I find it intriguing to observe the development and interplay of identity and culture, particularly in Christian groups. Fundamentalist Christians are often labeled as such due to their critical view of the world around them. As culture changes, however, one would expect the forms of fundamentalism to change as well. You’d think what was a cultural concern in the 1950’s would shift. But then I read this quote from the 1950’s and wonder if Christian fundamentalism has changed much at all:
“Fundamentalism is considered a summary term for theological pugnaciousness, ecumenic disruptiveness, cultural unprogressiveness, scientific obliviousness, and/or anti-intellectual inexcusableness...extreme dispensationalism, pulpit sensationalism, excessive emotionalism, social withdrawal and bawdy church music.” (Carl Henry, quoted in Moral Minority by David R. Swartz)

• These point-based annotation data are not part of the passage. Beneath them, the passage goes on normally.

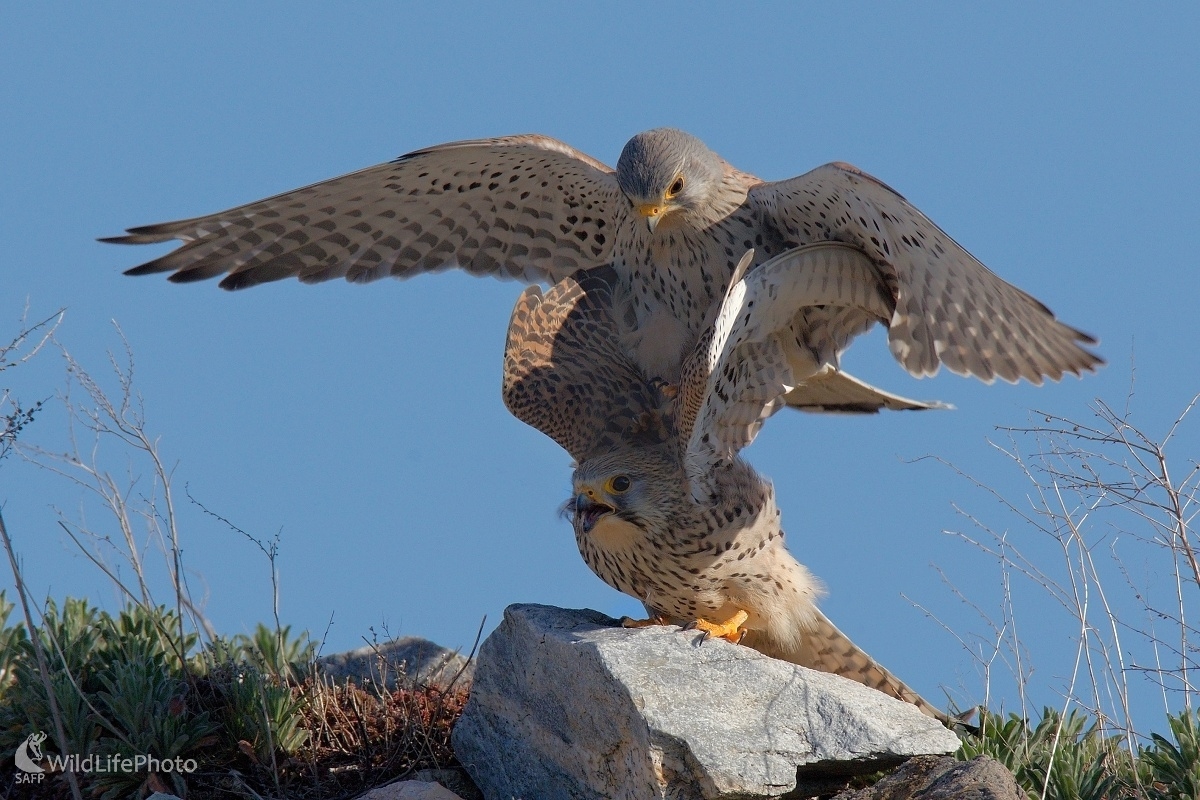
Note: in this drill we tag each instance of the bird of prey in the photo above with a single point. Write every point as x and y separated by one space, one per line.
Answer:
664 509
672 222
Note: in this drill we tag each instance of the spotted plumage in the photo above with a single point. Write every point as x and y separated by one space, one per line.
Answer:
671 221
664 509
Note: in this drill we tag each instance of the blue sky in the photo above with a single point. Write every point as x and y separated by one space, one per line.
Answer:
364 423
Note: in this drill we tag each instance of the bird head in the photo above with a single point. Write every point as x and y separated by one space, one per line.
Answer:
666 170
631 486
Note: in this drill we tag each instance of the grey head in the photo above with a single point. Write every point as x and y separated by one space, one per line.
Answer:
642 486
665 170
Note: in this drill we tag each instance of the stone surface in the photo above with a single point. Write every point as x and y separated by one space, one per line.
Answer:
405 660
568 704
941 777
411 791
454 779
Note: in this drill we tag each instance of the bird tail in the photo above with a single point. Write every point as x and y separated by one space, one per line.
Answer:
828 649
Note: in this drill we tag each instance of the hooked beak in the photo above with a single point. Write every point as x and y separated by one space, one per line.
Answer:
588 512
653 214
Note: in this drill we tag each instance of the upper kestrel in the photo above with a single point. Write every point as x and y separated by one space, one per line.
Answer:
672 221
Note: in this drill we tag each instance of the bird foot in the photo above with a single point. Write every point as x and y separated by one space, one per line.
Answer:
730 630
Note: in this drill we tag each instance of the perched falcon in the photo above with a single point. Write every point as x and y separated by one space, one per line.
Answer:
672 221
664 509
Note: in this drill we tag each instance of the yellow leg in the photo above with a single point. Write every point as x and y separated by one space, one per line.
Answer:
730 630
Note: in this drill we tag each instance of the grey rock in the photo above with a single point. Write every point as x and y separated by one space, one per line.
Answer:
454 779
406 660
568 704
941 777
411 791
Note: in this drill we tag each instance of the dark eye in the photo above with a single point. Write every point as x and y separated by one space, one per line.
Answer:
619 485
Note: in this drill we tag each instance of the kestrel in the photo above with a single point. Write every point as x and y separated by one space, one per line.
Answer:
664 509
671 221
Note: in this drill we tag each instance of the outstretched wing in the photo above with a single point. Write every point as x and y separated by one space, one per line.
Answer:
567 374
523 206
947 307
833 391
745 358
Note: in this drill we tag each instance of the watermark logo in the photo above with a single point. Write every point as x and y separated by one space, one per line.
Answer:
29 753
29 759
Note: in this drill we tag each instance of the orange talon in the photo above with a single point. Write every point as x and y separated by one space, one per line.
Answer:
730 630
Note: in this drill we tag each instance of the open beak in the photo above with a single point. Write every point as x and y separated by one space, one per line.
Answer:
653 214
588 512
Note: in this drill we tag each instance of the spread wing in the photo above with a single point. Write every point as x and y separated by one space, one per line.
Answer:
947 307
523 206
833 391
745 367
567 374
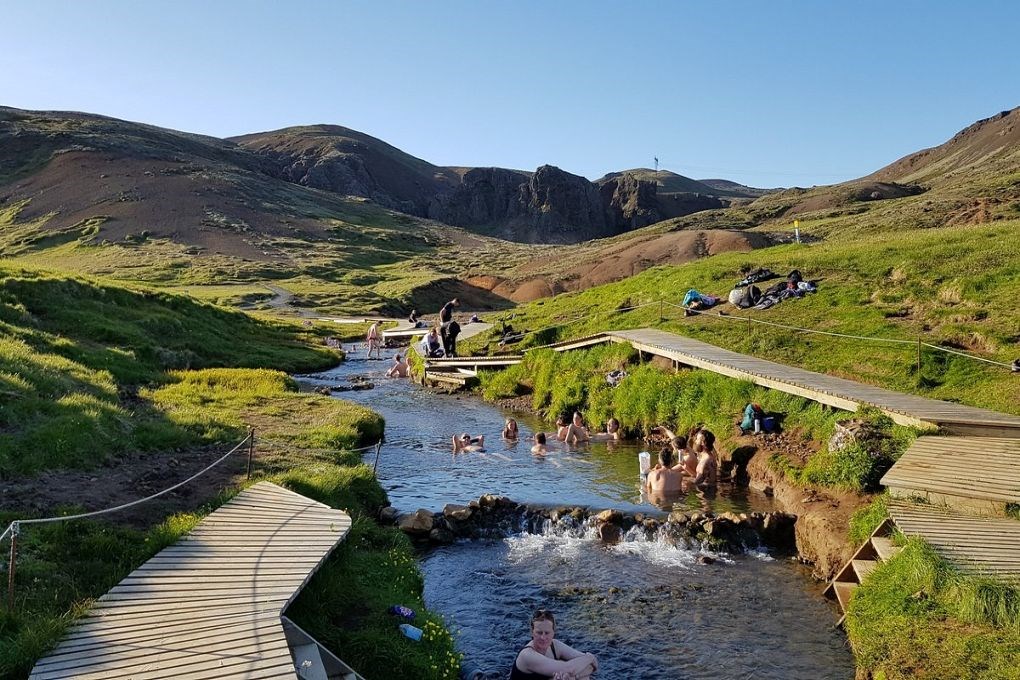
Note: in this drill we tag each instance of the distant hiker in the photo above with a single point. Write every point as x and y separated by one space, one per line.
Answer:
446 318
399 368
431 347
546 658
510 431
374 341
450 338
467 443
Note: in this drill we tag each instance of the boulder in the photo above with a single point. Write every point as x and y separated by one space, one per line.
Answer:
418 523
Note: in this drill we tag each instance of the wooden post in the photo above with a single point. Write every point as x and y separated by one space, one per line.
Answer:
378 447
15 527
251 450
918 360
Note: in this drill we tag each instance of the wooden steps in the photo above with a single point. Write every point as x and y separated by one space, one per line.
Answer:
876 548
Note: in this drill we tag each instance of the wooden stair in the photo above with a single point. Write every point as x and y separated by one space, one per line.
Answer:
877 547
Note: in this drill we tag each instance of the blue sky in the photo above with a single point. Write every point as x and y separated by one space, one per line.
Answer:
769 94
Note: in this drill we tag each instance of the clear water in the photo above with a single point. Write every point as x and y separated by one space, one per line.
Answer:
648 609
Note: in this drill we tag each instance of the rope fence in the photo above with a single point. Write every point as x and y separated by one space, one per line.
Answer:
247 445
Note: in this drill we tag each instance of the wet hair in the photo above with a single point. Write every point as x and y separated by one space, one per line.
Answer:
666 456
708 438
543 615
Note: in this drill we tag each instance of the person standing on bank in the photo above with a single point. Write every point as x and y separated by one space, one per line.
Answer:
446 317
549 659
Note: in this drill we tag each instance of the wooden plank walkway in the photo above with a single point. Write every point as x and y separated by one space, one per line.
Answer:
976 545
209 606
843 394
978 473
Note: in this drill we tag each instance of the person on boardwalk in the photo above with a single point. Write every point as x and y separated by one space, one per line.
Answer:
510 430
546 658
446 317
399 368
464 443
374 341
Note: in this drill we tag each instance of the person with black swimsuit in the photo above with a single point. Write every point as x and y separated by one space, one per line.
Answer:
548 659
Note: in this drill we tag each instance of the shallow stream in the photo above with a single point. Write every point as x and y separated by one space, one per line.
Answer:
647 609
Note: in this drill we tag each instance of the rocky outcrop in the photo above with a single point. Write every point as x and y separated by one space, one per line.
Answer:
547 206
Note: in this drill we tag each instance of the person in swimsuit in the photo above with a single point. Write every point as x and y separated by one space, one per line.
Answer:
467 443
510 431
548 659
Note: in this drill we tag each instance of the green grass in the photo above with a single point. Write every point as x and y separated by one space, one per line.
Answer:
915 617
949 286
81 363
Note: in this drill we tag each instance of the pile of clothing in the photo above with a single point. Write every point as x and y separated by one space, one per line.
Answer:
749 296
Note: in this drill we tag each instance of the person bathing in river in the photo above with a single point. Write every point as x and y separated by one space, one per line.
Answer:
612 432
467 443
666 476
548 659
510 431
708 464
399 368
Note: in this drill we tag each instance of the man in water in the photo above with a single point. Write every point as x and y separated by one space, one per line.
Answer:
399 368
665 476
467 443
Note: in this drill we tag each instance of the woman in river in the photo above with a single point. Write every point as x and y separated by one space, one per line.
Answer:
546 658
510 431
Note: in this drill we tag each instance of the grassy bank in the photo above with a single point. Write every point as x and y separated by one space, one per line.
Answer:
79 361
562 382
954 288
304 442
916 617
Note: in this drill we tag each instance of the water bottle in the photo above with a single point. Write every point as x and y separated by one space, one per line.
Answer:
410 631
645 462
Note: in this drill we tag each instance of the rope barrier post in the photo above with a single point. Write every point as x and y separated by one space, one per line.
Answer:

Contemporary evangelicalism is diverse movement, and many evangelicals don’t fit the above description of fundamentalism. This is a good thing. Evangelicalism ≠ fundamentalism. But some evangelicals do still fit the above description, if not overtly, at the very least through a lingering distrust of the world around them wrought with aspects of the extremes in the quote above (including the music!).
As an evangelical Christian myself (of the Anabaptist variety), I’m wary of any association with fundamentalism. And so I think it’s prudent for evangelicals to maintain a historical and cultural awareness of Christian fundamentalism’s past and present varieties, and no doubt look in the mirror every once in awhile.